A 103-year-old woman who participated in the National Senior Games in New Mexico just finished the event with flying colors.
Julia “Hurricane” Hawkins completed the 50- and 100- meter dashes as the oldest woman to compete on an American track, according to the National Senior Games Association.
The centenarian from Louisiana set a world record for her age group in the 100-meter dash at the 2017 games, but she wasn’t able to beat her personal best in this year’s race. She crossed the line in just over 46 seconds.
“I’m thrilled I did as well as I did but I didn’t do as well as I have done,” Julia told Good Morning America.“I don’t know if it’s because I’m older, or maybe it was the atmosphere.”
On Monday, she finished the 50-meter category in just 21.06 seconds, which appears to be a Senior Games record for the women’s 100-plus age division – with Julia being the first to compete in that category.
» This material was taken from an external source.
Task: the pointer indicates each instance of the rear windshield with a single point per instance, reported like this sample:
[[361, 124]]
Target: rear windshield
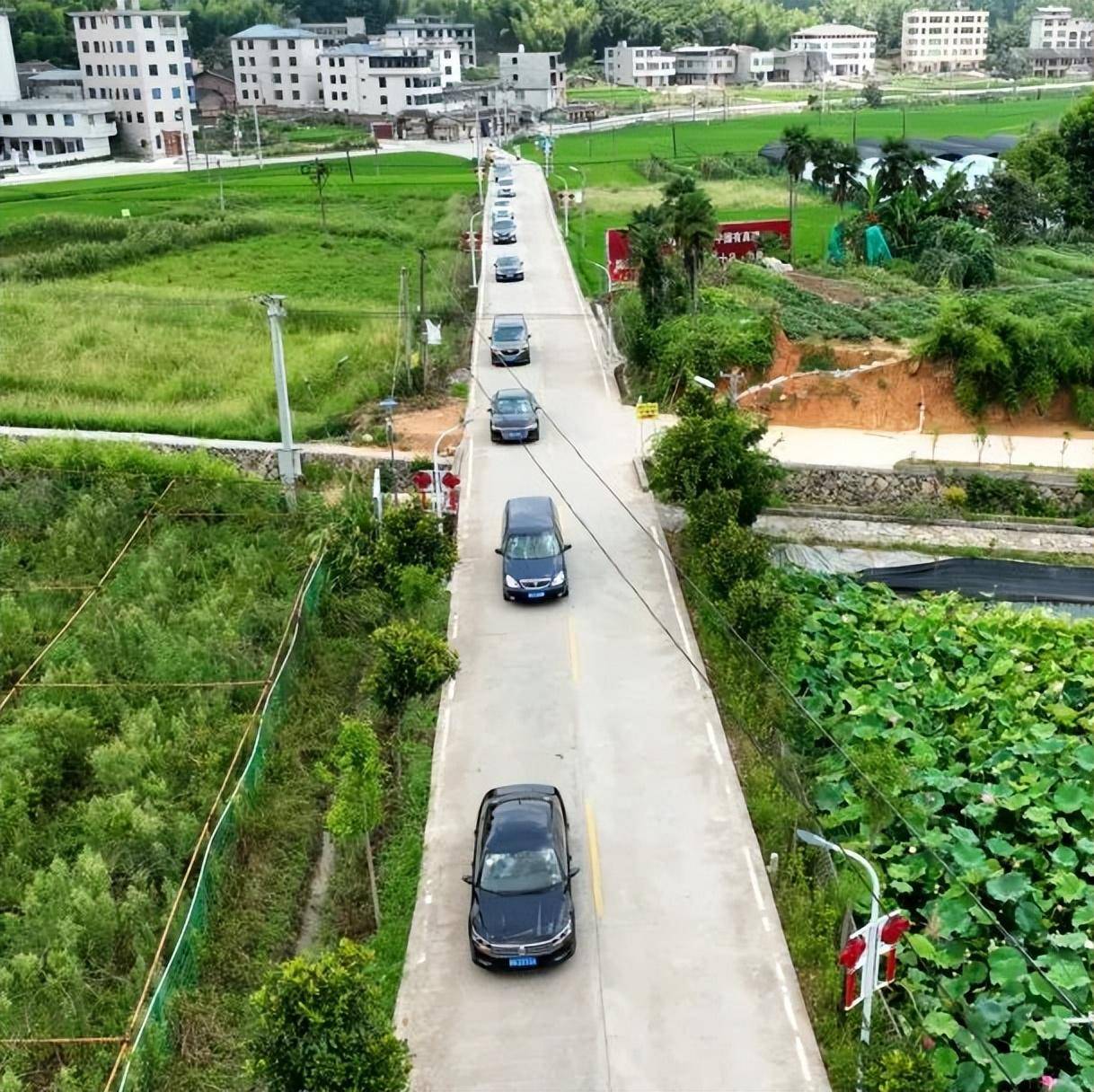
[[535, 547]]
The retired teacher has four kids, three grandchildren, and three more great-grandchildren. She is kept busy by the yard work she does in her Baton Rouge home.
“I keep active all the time. I have an acre of land. I work in it all the time. I have 30 bonsai bushes – some are 40 or 50 years old. That keeps me busy,” she said.
“I’ve always been careful how I eat, eat healthy and keep my weight at a certain point,” she added.
In her 80s, Julia began cycling competitively and participating in the Senior Olympics. When she became the only contender in her division, her children suggested that she explore running – which she did. The idea of competing in the 100-meter dash came to her when she turned 100.
Her knees, back, and hips are in great condition, and she credits her years of cycling for her strong legs. However, she says that it is her eyesight that has been bothering her.
“I keep worrying about that. You feel a little less able when something like this happens. I’m hoping I can see well enough to stay in the white lines,” she told the Albuquerque Journal.
Julia was born on February 9, 1916, and graduated from Louisiana State University in 1938 with a teaching degree. There, she met her future husband, Murray Hawkins. She taught briefly in Honduras while he served in the Navy, and after surviving the Pearl Harbor bombings, he proposed to her.
Her goal on the track is simple: “I hope I’m inspiring them to be healthy and to realize you can still be doing it at this kind of an age.”